Deafened moms can’t hear themselves nagging, controlling, criticizing, diminishing – hoping to make a “super kid,” crushing them in the process.

The Mom-ears that have tended to miss their children’s cries are those who stopped listening to the One who gave her these children.

“Children are a gift from the Lord; they are a reward from Him” (Psalm 127:3).

It’s so easy to succumb to the selfie drumbeat of “my rights, my pleasure, my flourishing.” A sort of deafness can grow. Deaf to those quiet little cries in the night, the intuition to drop everything I love and listen, the Heavenly Father’s promptings as He “gently leads those that have young” (Isaiah 40:11).

But thank God many of us were blessed, not with a perfect mom, but a mother whose ears truly heard us.

If you have a mom with those wonderful “ears,” tell her how her finely-tuned heart shaped and changed your life. While you can.

If you’re a Mom who wants to have better ears for your children, just know there’s amazing power to do that.
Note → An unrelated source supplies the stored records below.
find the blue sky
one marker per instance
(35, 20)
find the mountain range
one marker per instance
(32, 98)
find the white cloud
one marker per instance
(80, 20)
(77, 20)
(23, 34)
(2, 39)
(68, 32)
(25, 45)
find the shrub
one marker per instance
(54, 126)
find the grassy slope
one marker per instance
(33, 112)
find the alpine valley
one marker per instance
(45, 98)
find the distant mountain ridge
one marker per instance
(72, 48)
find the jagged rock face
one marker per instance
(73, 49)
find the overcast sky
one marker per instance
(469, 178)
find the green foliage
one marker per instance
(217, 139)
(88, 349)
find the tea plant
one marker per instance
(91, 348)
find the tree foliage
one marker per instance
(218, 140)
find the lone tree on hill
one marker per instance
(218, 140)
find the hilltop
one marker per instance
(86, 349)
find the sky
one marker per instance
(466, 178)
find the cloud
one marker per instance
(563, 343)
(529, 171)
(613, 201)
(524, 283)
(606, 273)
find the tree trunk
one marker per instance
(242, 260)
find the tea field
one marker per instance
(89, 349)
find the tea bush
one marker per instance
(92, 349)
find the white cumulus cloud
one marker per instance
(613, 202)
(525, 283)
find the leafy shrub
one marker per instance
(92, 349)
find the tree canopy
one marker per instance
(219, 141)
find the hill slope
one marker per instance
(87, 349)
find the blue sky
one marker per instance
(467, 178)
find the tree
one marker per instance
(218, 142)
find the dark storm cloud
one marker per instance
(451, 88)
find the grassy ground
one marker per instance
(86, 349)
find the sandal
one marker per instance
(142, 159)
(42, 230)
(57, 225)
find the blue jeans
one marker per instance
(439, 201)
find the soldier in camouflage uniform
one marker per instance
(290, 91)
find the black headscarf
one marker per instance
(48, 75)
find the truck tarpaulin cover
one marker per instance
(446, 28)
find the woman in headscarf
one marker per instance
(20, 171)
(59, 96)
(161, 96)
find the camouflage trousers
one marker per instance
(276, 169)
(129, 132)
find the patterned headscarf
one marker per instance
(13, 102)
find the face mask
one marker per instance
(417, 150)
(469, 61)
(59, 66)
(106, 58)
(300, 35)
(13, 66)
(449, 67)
In the Jesus Whose relentless love led Him to die for our sins, the great relationship-wreckers.

There is no greater life-force on earth than a woman whose ears are always open to the voice of God and the voices of those she loves.

And for the one who approaches this Mother’s Day with little to celebrate – because their Mom really wasn’t one – there is a higher hope. Because God has said: “Can a mother forget the baby at her breast and have no compassion for the child she has borne? Though she may forget, I will never forget. See, I have engraved you on the palms of My hands” (Isaiah 49:15-16).

On the palms of His hands. With nail prints.

His ears listen all day, all night for the deepest cries of your heart.